Мопассан | страница 13




Наконец в нем пробуждается поэт, родители это поощряют, поскольку и его неудавшийся художник-отец, и его просвещенная мать также тяготеют к поэзии. «Не знаю, не надоел ли я тебе, но посылаю еще одну свою поэму, которая написана хотя (!) и более небрежно, чем предшествующая, но в ней больше удачных строк. Это мечты, и я не обуздывал свою фантазию. Я сочинил ее в часовне во время мессы».

Вот этот подпольный диалог с музой:
В свидетели любви леса я призывал,
Долины, волны, глыбы влажных скал.
Рыча, бросался на берег прибой,
Но оголтелый ветер штормовой
Не слышен был: другой, сердечный шквал —
Крик сердца моего — грозу перекрывал…
Мне узок горизонт, мне не хватает дня,
И вся вселенная ничтожна для меня![8]

Взрыв честолюбивых желаний! Школьник рифмует без устали. В 1866 году он пишет:

Мальчишкой я любил боев кровавый шквал,
И рыцарей блистательных и смелых, —
Тех, кто в песках за Гроб Господний пал —
В далеких и чужих пределах.
Я Ричарда[9]тогда боготворил.
Владел моей душой король отважный.
Я сам — король — в ту пору счастлив был..
Но девочку я повстречал однажды.
«Вот сердце, вот мой лес, вот замок мой.
Пойдем играть! Нас солнце ждет повсюду!»
Зачем мне отправляться в край чужой.
Когда я здесь нашел такое чудо?
И почему Колумб несчастен был,
Увидев новый мир па горизонте[10]

Ги великолепный пример лирической лихорадки юности, от которой излечиваются с приходом зрелости. Он начал рифмовать в тринадцать лет. Даже во времена, когда сочинение стихов по-французски и по-латыни являлось обычным школьным упражнением, редкий подросток так хорошо владел родным языком, чтобы написать:

На колеснице Феб на небеса въезжал,
И месяц прогнанный, загоропясь, бежал;
Тут захотелось мне с Природой поразвлечься,
 Сквозь рощи, зеленью манящие, повлечься…

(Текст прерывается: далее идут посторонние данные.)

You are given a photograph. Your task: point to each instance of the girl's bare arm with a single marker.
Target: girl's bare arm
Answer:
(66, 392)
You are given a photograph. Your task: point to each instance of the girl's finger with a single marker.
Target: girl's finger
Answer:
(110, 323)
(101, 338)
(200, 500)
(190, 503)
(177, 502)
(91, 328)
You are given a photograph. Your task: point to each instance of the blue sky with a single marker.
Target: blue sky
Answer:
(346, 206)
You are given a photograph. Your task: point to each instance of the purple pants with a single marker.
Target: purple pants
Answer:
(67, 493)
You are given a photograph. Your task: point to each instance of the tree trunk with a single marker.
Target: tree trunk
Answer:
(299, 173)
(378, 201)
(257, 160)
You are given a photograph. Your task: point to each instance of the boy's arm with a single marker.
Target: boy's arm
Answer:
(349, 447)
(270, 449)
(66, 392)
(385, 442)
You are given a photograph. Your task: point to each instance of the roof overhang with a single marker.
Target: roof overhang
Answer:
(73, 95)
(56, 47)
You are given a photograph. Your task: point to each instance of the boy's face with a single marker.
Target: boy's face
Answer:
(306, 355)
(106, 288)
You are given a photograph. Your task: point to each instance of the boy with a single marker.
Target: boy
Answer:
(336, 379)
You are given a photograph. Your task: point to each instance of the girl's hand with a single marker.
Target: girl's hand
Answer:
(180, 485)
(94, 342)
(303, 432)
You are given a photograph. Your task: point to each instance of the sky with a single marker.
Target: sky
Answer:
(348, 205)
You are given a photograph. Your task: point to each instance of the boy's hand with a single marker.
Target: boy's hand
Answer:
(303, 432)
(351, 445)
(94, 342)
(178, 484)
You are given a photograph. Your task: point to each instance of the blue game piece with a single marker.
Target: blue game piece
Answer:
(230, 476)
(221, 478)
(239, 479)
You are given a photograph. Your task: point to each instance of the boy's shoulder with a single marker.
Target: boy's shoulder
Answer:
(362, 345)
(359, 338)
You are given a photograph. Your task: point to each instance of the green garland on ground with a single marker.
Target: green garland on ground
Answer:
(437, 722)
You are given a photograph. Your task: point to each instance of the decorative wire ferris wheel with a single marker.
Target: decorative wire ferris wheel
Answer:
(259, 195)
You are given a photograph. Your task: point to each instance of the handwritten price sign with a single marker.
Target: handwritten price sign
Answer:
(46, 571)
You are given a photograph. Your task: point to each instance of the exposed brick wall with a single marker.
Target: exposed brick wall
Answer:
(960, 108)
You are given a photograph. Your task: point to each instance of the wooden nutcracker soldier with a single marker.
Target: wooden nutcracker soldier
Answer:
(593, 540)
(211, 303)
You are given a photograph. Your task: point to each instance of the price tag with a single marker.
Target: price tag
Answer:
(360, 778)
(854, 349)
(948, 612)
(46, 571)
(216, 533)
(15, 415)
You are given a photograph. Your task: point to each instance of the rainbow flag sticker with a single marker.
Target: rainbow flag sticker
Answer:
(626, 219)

В этих строчках звучат тоска по свободе, любовь к природе и отчаянная потребность к бегству. Занятный мальчуган этот Ги, переходящий от угрюмого молчания к шумным проделкам, способный драться как дикарь и бесконечно рифмовать в угоду любой юбке!

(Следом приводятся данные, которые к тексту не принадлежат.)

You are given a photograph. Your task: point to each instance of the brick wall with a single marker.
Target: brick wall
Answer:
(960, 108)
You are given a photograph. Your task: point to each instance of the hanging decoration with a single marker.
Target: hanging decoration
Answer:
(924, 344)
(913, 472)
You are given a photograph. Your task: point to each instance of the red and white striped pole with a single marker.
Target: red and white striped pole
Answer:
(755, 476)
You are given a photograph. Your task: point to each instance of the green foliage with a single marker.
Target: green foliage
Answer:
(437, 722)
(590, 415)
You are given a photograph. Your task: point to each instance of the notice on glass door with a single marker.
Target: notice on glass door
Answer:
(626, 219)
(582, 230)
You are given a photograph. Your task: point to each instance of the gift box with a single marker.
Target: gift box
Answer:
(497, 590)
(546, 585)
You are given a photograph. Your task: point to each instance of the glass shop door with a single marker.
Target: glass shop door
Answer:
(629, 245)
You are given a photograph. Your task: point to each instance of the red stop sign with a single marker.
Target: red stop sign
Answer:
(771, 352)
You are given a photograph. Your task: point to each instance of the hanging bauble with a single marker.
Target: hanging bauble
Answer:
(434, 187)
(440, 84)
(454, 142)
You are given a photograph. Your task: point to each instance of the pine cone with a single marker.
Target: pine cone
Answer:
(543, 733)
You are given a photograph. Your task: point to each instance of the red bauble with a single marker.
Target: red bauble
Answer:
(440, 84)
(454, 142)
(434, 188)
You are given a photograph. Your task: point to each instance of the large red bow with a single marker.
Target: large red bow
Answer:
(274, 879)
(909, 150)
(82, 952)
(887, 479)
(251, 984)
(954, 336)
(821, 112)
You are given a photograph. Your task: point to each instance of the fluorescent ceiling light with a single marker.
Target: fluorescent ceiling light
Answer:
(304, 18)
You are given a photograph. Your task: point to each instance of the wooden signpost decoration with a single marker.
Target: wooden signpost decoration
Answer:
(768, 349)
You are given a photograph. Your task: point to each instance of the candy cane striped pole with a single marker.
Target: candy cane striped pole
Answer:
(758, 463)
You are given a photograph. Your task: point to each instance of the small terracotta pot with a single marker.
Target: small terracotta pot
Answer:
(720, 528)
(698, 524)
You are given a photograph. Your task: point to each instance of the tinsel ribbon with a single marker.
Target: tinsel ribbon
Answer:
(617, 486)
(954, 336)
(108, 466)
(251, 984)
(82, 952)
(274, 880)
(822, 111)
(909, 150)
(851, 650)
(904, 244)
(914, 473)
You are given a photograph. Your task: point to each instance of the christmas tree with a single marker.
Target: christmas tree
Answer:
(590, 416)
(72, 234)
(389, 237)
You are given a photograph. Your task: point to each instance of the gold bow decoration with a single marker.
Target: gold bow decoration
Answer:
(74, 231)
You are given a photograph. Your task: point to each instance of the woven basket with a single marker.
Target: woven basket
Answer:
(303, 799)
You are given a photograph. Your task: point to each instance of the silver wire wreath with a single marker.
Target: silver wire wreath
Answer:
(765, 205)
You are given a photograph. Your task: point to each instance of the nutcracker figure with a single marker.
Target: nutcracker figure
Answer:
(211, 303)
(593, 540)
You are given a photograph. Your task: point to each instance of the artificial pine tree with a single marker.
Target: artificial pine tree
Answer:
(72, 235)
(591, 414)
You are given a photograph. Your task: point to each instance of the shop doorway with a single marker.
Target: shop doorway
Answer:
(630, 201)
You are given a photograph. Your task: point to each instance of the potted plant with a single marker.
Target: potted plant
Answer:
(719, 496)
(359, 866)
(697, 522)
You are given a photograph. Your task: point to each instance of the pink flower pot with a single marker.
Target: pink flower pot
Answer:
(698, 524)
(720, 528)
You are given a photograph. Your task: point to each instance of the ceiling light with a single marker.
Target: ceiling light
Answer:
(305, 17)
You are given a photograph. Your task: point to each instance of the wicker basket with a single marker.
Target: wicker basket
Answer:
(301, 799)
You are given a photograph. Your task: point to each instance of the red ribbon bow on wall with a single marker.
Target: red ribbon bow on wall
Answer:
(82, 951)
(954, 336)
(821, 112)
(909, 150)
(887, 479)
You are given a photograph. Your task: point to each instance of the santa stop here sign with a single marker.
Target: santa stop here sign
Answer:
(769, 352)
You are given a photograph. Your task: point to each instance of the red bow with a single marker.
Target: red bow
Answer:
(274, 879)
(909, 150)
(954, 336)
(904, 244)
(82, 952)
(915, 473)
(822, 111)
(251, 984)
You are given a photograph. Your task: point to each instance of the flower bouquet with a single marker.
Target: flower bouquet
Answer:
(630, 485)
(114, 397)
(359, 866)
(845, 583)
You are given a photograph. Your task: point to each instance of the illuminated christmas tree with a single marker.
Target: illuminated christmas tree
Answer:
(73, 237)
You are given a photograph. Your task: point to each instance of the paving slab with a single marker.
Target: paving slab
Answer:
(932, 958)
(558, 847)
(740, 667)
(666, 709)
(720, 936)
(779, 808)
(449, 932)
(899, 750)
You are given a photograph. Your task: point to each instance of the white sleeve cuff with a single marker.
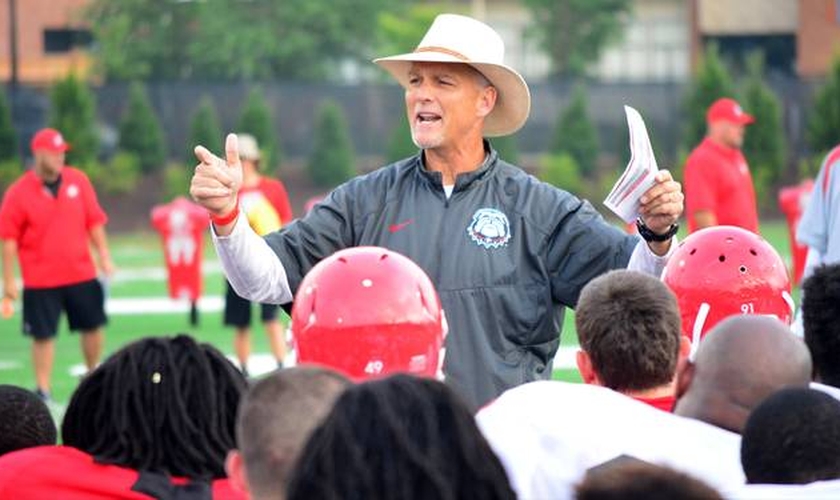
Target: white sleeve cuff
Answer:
(251, 266)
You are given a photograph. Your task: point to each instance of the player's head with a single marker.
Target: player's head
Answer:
(401, 437)
(276, 417)
(632, 478)
(721, 271)
(740, 362)
(48, 148)
(821, 322)
(726, 122)
(628, 326)
(25, 420)
(160, 404)
(792, 437)
(367, 312)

Лора с гордостью цитировала строки из поэмы, которую Ги послал ей 2 мая 1864 года:

Жизнь — это пенный след за темною кормою
Иль хрупкий анемон, что выращен скалою,
Тень птицы беглая на солнечном песке,
Зов тщетный моряка, что тонет вдалеке
Жизнь есть туман, лучом нездешним осиянный,
Единственный момент, нам для молитвы данный.

Лора в своей гордыне восхищалась всем. Но стихотворение «Жизнь — это пенный след» действительно было даром божьим, как и сам его автор.